Johnny Spade said...

no harm done, no worries!

pan pan said...

it's very moving.

Helm said...

Thank you.

bel said...

Hi Helm. Just wanted to add a small comment on this. I find it very interesting that the comic makes sense and is "readable" even without the text ( lack of Internet - have to view it on my phone - perspective ) and even though text is an important part of most (all?) of your comics, its design makes the process of reading it feel very natural.

Helm said...

Oh, I'm happy it reads even without the words, in fact hopefully the fairly linear sequence of events pictured helps gel together the exposition which jumps around quite a lot.

It'll always be a surprise to me whenever someone gets something out of this comic.

Thanos said...

This one makes me sad. It feels like a wall.
I guess it works the way it is(hastily drawn and all, a linear course from detailed solid images to lines and blurs and light to abstraction) but I can't be sure it would have the same impact if I wasn't who I am and I didn't know you. I don't know how much of it it would make sense.
You have a number of such comics, this is one of them, and even though they resonate in me, I don't know if they can speak half of what they scream to me to another audience. Maybe this shouldn't matter. I don't know. They are not user-friendly, they have sharp edges and cracks that tend to communicate the impossibility of communication instead of the non communicable in communication. Maybe this comic is not such a perfect example of this(or perhaps it is and I can't see beyond myself :-))but this really bugs me.

Helm said...

Thanos your concerns are the same as mine. Screams to some that know me and whispers to others that don't, if at all, is a good analogy. Your comment is very astute.
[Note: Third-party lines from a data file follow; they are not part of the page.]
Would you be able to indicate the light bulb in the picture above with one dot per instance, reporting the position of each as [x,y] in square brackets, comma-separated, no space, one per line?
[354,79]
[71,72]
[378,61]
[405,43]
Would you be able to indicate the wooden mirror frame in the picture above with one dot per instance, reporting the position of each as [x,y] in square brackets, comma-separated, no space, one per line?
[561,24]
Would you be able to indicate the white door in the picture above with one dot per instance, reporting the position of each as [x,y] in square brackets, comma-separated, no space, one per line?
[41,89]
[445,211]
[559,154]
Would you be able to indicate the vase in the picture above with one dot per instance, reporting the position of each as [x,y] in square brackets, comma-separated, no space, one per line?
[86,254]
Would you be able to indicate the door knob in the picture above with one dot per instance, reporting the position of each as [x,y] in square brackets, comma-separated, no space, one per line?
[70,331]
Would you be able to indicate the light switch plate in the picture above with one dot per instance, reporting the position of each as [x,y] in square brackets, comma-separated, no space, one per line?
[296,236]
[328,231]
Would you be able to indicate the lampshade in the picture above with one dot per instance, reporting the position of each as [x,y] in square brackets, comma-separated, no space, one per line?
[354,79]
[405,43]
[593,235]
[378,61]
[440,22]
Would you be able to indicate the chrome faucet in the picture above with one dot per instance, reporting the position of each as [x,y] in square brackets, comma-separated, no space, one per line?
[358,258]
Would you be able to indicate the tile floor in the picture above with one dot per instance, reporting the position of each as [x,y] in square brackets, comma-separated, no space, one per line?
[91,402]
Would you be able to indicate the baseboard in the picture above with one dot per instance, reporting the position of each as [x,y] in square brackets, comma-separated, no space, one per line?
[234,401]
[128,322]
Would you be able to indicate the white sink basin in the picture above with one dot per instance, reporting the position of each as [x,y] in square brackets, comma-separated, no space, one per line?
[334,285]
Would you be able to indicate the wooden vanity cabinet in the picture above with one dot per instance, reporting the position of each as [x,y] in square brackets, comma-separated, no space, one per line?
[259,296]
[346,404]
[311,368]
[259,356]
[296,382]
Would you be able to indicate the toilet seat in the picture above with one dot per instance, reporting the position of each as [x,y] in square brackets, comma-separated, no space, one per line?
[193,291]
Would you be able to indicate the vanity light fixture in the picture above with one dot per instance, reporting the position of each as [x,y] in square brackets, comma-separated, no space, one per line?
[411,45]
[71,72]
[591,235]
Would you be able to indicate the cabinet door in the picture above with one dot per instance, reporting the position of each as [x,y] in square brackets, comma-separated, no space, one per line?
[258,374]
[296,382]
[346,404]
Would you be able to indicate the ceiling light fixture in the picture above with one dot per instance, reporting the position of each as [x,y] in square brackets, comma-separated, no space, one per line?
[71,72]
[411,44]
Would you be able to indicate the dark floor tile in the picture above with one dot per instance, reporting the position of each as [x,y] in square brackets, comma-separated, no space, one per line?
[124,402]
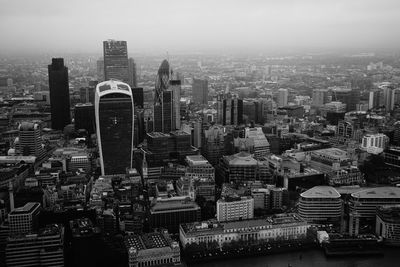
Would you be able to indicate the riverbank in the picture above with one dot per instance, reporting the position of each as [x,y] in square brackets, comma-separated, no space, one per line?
[313,257]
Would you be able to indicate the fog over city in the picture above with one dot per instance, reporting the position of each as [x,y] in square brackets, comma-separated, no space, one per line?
[198,26]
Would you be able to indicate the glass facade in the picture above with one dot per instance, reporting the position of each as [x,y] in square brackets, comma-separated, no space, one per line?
[116,60]
[115,119]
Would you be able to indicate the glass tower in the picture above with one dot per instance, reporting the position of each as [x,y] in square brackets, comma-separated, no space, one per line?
[114,114]
[116,60]
[59,94]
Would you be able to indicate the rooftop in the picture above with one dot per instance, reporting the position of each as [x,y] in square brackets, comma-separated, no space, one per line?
[27,208]
[146,241]
[321,192]
[244,225]
[378,192]
[242,158]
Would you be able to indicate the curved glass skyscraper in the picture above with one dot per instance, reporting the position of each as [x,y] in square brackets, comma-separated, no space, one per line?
[114,126]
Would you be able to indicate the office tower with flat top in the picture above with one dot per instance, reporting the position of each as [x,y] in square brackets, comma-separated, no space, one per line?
[116,64]
[114,113]
[59,94]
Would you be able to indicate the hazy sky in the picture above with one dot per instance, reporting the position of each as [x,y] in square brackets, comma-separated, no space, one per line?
[200,25]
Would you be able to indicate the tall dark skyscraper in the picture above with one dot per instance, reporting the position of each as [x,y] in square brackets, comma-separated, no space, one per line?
[132,72]
[163,112]
[114,112]
[59,94]
[230,109]
[200,91]
[116,60]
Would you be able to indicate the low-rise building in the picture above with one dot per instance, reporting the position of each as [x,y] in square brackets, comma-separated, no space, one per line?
[231,208]
[152,249]
[321,204]
[388,224]
[279,226]
[45,248]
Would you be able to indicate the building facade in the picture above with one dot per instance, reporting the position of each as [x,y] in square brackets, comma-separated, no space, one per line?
[321,204]
[59,94]
[114,113]
[116,60]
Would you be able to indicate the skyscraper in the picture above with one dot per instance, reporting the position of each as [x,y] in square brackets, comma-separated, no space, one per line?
[30,140]
[163,112]
[59,94]
[116,60]
[132,72]
[319,97]
[231,108]
[100,70]
[283,97]
[114,112]
[175,87]
[200,91]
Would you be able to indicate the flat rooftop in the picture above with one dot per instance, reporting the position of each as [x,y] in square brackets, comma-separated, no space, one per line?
[321,192]
[146,241]
[378,192]
[214,226]
[26,209]
[331,153]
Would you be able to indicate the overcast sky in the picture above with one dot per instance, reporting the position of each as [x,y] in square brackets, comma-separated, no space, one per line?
[200,25]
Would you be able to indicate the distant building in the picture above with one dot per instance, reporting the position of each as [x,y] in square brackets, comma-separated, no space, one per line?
[374,143]
[261,144]
[321,204]
[392,156]
[152,249]
[213,144]
[235,208]
[280,226]
[363,204]
[169,214]
[84,117]
[116,60]
[30,140]
[132,80]
[388,224]
[319,97]
[45,248]
[200,91]
[230,109]
[283,95]
[59,94]
[100,70]
[114,113]
[240,167]
[24,220]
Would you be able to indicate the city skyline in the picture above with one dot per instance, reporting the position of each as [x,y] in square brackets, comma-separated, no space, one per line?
[229,26]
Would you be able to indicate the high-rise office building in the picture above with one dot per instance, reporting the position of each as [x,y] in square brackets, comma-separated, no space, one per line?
[374,99]
[30,142]
[59,94]
[395,98]
[319,97]
[84,117]
[164,108]
[230,109]
[116,60]
[138,97]
[213,144]
[175,87]
[200,91]
[114,113]
[283,95]
[100,70]
[132,72]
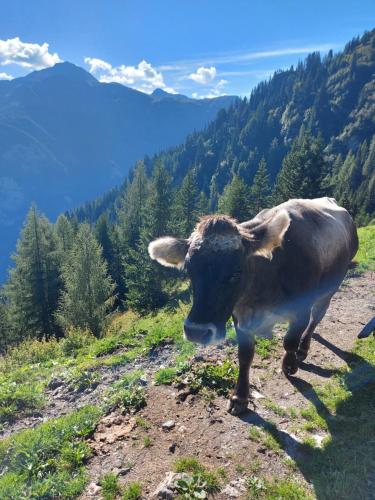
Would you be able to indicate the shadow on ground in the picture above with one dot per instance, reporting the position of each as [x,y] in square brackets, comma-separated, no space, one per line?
[344,468]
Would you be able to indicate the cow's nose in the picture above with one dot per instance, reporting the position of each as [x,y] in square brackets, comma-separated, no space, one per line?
[200,333]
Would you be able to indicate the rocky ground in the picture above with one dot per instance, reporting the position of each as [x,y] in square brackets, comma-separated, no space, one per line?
[144,447]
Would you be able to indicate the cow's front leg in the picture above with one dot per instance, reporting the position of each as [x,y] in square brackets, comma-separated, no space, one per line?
[240,397]
[292,342]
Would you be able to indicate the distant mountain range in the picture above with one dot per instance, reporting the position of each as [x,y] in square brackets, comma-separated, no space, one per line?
[332,97]
[66,138]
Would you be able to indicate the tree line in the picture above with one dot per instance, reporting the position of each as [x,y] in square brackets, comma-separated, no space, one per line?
[74,274]
[307,132]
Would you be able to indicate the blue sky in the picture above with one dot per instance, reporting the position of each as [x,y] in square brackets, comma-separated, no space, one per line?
[195,47]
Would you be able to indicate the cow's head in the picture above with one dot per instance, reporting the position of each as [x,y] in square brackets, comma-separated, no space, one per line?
[215,257]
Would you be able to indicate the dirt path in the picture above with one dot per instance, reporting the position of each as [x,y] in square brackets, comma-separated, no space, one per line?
[202,427]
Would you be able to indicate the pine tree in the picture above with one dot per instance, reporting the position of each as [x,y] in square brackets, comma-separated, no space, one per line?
[33,285]
[88,290]
[186,205]
[260,189]
[64,233]
[303,170]
[235,199]
[102,233]
[132,213]
[158,207]
[4,326]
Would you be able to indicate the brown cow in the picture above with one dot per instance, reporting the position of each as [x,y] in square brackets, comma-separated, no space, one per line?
[283,265]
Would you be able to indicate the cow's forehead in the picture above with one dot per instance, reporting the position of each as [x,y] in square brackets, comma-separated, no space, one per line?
[214,242]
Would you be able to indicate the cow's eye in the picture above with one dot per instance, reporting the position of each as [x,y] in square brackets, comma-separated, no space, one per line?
[234,277]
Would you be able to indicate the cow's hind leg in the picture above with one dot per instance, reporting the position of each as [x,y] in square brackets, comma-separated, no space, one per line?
[317,314]
[239,400]
[292,341]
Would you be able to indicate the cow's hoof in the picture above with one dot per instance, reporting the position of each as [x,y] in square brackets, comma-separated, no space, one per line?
[237,406]
[290,364]
[301,356]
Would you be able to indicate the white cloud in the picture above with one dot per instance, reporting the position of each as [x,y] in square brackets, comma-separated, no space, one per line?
[245,56]
[143,77]
[203,75]
[215,91]
[6,76]
[27,55]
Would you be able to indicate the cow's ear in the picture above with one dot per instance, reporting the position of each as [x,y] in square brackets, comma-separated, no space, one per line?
[168,251]
[263,239]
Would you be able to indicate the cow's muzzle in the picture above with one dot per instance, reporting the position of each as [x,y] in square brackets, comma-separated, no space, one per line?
[202,333]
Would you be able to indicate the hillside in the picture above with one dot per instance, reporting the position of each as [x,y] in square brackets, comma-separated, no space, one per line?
[66,138]
[117,416]
[333,97]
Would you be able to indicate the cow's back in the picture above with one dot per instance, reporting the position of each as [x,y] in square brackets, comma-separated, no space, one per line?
[317,249]
[323,229]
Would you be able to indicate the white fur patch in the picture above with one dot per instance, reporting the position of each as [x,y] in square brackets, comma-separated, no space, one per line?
[216,242]
[276,229]
[168,251]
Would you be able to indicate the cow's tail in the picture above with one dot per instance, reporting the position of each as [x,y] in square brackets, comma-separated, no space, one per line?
[353,264]
[368,329]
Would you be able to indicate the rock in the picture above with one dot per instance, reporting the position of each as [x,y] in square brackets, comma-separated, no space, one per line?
[93,490]
[256,395]
[230,492]
[55,383]
[167,488]
[168,425]
[172,447]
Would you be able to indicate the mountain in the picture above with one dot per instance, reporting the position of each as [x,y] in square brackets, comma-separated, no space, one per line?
[66,138]
[332,97]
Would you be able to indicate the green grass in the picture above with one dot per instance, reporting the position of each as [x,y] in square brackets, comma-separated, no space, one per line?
[275,408]
[219,378]
[276,489]
[366,253]
[110,486]
[266,348]
[346,405]
[48,461]
[126,394]
[27,368]
[314,420]
[21,393]
[191,465]
[268,436]
[133,491]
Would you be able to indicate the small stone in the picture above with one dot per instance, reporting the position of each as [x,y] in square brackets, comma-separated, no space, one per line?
[256,395]
[166,488]
[230,492]
[93,490]
[172,447]
[168,425]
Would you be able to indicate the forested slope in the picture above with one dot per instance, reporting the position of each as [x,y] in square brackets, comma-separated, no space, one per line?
[333,98]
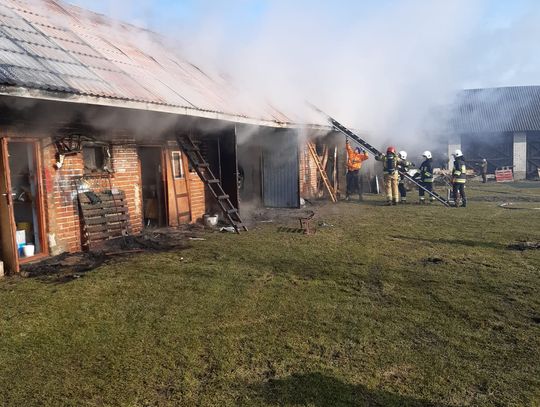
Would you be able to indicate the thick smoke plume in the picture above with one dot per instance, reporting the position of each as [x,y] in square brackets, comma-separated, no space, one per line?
[380,66]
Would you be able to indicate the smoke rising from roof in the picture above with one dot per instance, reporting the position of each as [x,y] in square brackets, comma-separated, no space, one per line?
[381,67]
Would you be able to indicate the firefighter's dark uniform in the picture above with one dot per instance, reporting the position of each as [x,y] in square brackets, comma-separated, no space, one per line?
[459,178]
[426,179]
[483,166]
[391,176]
[403,167]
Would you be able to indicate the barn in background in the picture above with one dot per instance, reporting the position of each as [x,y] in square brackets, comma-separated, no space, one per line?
[501,125]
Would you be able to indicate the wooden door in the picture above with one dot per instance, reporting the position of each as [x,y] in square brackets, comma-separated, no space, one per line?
[178,188]
[8,248]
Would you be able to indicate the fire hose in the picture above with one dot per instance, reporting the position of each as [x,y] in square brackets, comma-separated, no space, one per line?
[347,132]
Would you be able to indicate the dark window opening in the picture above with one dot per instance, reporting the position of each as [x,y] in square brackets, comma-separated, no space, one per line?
[96,159]
[178,168]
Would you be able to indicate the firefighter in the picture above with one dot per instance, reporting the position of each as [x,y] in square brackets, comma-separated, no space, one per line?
[425,175]
[355,158]
[483,167]
[391,176]
[403,167]
[459,178]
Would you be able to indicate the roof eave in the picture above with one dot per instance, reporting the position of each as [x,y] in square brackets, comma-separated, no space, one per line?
[40,94]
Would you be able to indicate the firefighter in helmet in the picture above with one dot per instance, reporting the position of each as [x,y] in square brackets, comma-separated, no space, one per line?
[391,176]
[426,177]
[403,167]
[459,178]
[355,158]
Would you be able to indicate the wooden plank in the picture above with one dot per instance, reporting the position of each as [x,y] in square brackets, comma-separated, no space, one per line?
[8,248]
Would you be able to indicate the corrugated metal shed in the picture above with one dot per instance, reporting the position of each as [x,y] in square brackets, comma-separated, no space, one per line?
[52,46]
[496,110]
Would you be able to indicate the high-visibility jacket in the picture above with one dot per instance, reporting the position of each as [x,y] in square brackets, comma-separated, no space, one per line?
[459,174]
[354,159]
[426,171]
[390,163]
[403,167]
But it is fine for something to not deliver on its promise of making sense, of feeling incomplete, of making the random reader think 'I must be missing something'. That feeling is useful, especially in a world where entertainment is shallow and meant for instant gratification. It may not be compeletely without sadistic sentiment, but let the reader worry, and let them ponder on what it could be they will never know. Art is not here to make anything easier on anyone.

Jad said...

No no no no, reading comics is not necessarily about understanding, we all know that, and this has plenty to offer in terms of a strange kind of immersialization (this word surely doesn't exist). The steady progress of the imagery and the steady change from coherent to mad ramblings in the text provide a very emotional experience for me.

Also, the fluctuation when the text and imagery starts to lose their connection come to a very powerful end where everything just ends.

Anyways, the feeling of "I'm missing something" is there, but if you just turn of the desire to "get it", this is one of your more powerful comics IMO.

Oh, also, I really enjoy the way you draw his face. Which probably made it easier for me to immerse myself because I'm very superficial like that.

Helm said...

Hey, Jad. Thank you for your kind words.